As ruínas do presídio permanecem no território Krenak, onde vivem cerca de 500 indígenas que começaram a regressar depois da Constituição de 1988.

"Esta decisão é um passo importante para que as pessoas conheçam como funcionava a prática genocida do povo indígena durante a ditadura. Para nós, este período ainda é muito vivo. Até agora ninguém se retratou. O que há é uma decisão judicial que determina isso. Mas ninguém veio pedir desculpas", disse Ailton.

O que determina a Justiça
Segundo a decisão da juíza federal Anna Cristina Rocha Gonçalves, a União, a Fundação Nacional do Índio (Funai) e o governo do estado terão que realizar, em um prazo de seis meses, "após consulta prévia às lideranças indígenas Krenak, cerimônia pública, com a presença de representantes das entidades rés, em nível federal e estadual, na qual serão reconhecidas as graves violações de direitos dos povos indígenas, seguida de pedido público de desculpas ao Povo Krenak".

A Funai também terá que concluir o processo administrativo de delimitação da terra de Sete Salões, considerada sagrada para os indígenas. Só em 1993 que os Krenak conseguiram parte dos 40 mil hectares originais de volta. Porém, esta área ficou de fora.

A Justiça também determinou que a Funai e o Estado de Minas Gerais implementem "ações e iniciativas voltadas ao registro, transmissão e ensino da língua Krenak, de forma a resgatar e preservar a memória e cultura do referido povo indígena, com a implantação e ampliação do Programa de Educação Escolar Indígena".

A União deverá reunir toda a documentação relativa às graves violações, disponibilizando-a na internet, no prazo de seis meses.

Violência sexual
Na ação, o Ministério Público Federal (MPF) ainda pede a punição do capitão Manoel dos Santos Pinheiro, responsável pelo reformatório na época de sua criação. O órgão reivindicou a perda da patente e da aposentadoria de militar.

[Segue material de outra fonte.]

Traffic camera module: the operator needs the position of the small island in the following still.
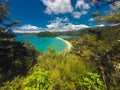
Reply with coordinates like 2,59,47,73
0,0,120,90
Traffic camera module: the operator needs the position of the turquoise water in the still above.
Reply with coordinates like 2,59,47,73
16,34,67,52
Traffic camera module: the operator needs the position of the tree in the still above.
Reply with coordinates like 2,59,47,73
23,69,52,90
0,0,19,38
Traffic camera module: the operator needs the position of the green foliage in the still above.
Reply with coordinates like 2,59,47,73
95,11,120,23
82,72,104,90
38,49,87,90
23,69,52,90
0,41,38,83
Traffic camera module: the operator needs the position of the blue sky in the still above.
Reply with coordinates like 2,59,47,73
9,0,109,29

Indígenas ouvidos pela Comissão da Verdade nos últimos anos relataram abusos cometidos pelo capitão:

"Não tinha juiz, não tinha advogado, não tinha Justiça, não tinha nada. O capitão Pinheiro era quem decidia quem ia para a cadeia e quanto tempo ficava", disse a indígena Maria Júlia, em depoimento.
"Se um militar queria uma índia, ela tinha que dormir com ele e o marido ficava preso. E isso aconteceu muitas vezes. O próprio capitão Pinheiro vinha de vez em quando na aldeia Krenak e praticava estes atos de violência sexual contra as mulheres", contou Douglas Krenak, também em depoimento.
A defesa do militar reformado nega as acusações. A juíza entendeu que o pedido de punição do MPF deve ser analisado pela Justiça Militar, mas determinou que ele também é responsável pelas violações dos direitos dos indígenas.

O que dizem os condenados

A União e a Funai - ambas representadas pela Advocacia-Geral da União (AGU) - disseram que não receberam intimação até a manhã desta quinta-feira (16).

A Advocacia-Geral do Estado informou que ainda não foi notificada da decisão.